How a new HTML element will make the Web faster
This article was published in Ars Technica, you can view the original there, complete with graphics, comments and other fun stuff.
The Web is going to get faster in the very near future. And sadly, this is rare enough to be news.
The speed bump won’t be because our devices are getting faster, but they are. It won’t be because some giant company created something great, though they probably have. The Web will be getting faster very soon because a small group of developers saw a problem and decided to solve it for all of us.
That problem is images. As of August 2014, the size of the average page in the top 1,000 sites on the Web is 1.7MB. Images account for almost 1MB of that 1.7MB.
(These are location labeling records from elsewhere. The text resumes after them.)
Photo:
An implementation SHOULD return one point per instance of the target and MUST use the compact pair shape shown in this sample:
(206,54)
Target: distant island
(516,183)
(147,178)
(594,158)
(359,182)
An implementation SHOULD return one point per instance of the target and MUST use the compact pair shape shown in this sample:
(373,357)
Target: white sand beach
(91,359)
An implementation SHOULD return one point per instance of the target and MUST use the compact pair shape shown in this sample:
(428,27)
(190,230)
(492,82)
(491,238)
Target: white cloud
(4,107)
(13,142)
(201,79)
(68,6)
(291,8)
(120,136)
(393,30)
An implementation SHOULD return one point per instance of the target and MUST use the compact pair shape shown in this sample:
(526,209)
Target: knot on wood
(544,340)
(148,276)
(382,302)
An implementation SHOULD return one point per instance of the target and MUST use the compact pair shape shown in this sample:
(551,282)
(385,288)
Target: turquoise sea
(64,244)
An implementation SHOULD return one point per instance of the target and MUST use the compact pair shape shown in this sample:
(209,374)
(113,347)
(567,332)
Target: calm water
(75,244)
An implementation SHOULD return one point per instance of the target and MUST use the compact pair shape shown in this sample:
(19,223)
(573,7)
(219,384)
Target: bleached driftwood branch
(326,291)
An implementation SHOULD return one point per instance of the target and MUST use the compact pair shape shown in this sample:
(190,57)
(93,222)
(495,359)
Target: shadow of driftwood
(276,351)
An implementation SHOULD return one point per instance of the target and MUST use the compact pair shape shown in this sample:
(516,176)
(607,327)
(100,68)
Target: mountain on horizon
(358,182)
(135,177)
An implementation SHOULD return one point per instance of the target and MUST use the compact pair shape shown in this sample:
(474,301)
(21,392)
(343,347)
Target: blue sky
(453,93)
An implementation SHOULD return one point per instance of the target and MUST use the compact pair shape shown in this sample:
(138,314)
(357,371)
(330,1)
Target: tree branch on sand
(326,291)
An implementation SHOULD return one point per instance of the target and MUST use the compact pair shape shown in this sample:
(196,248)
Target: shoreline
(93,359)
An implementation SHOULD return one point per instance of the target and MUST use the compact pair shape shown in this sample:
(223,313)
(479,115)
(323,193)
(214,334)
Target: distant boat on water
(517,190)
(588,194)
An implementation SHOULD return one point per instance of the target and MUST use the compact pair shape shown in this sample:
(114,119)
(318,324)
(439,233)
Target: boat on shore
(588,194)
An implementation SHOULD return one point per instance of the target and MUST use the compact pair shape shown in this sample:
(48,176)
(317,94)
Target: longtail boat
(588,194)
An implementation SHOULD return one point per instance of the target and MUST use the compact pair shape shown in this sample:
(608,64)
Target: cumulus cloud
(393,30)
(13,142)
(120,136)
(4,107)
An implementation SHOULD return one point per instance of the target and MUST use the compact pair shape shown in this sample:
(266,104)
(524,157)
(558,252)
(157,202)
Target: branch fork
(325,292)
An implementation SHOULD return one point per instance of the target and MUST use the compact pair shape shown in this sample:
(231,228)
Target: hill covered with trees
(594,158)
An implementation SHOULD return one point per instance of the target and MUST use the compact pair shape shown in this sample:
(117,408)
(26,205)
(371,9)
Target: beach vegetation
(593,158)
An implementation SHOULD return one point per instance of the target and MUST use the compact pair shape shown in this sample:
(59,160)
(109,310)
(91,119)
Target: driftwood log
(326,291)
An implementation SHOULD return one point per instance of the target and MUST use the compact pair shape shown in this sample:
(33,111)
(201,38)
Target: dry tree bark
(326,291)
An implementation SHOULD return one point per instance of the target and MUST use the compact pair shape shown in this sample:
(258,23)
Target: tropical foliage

If you’ve got a nice fast fiber connection, that image payload isn’t such a big deal. But if you’re on a mobile network, that huge image payload is not just slowing you down, it’s using up your limited bandwidth. Depending on your mobile data plan, it may well be costing you money.
What makes that image payload doubly annoying when you’re using a mobile device is that you’re getting images intended for giant monitors loaded on a screen slightly bigger than your palm. It’s a waste of bandwidth delivering pixels most simply don’t need.
Web developers recognized this problem very early on in the growth of what was called the “mobile” Web back then. So more recently, a few of them banded together to do something developers have never done before—create a new HTML element.
In the beginning was the “mobile Web”
Browsing the Web on your phone hasn’t always been what it is today. Even browsing on the first iPhone, one of the first phones with a real Web browser, was still pretty terrible.
Browsing on a small screen back then required constant tapping to zoom in on content optimized for much larger screens. Images took forever to load over the iPhone’s slow EDGE network connection, and then there was all that Flash content. That didn’t load at all. And this was the iPhone; browsing the Web using Blackberry or other OSes crippled mobile browsers. It was distinctly worse.
It wasn’t necessarily the devices’ fault, though mobile browsers did, and in many cases still do, lag well behind their desktop brethren. Most of the problem was the fault of Web developers. The Web is inherently flexible, but developers confined it by optimizing sites for large desktop monitors.
To address this, a lot of sites started building a second site. It sounds crazy now, but just a few years ago the going solution for handling new devices like the Blackberry, the then-new iPhone, and some of the first Android phones was to use server-side device detection scripts and redirect users to a dedicated site for mobile devices, typically a URL like m.domain.com.
These dedicated mobile URLs—often referred to as M-dot sites—typically lacked many features found on their “real” desktop counterparts. Often, sites didn’t even redirect properly, leaving you on the homepage when you wanted a specific article.
M-dot websites are a fine example of developers encountering a problem and figuring out a way to make it even worse. Luckily for us, most Web developers did not jump on the M-dot bandwagon because something much better soon came along.
Responsive design killed the M-Dot star
In 2010, Web developer Ethan Marcotte wrote a little article about something he called Responsive Web Design.
Marcotte suggested that with the proliferation of mobile devices and the pain of building dedicated M-dot sites, it might make more sense to embrace the inherently fluid nature of the Web. Instead, he argued, let’s build websites that were flexible. Marcotte envisioned sites that used relative widths to fit any screen and worked well no matter what device was accessing it.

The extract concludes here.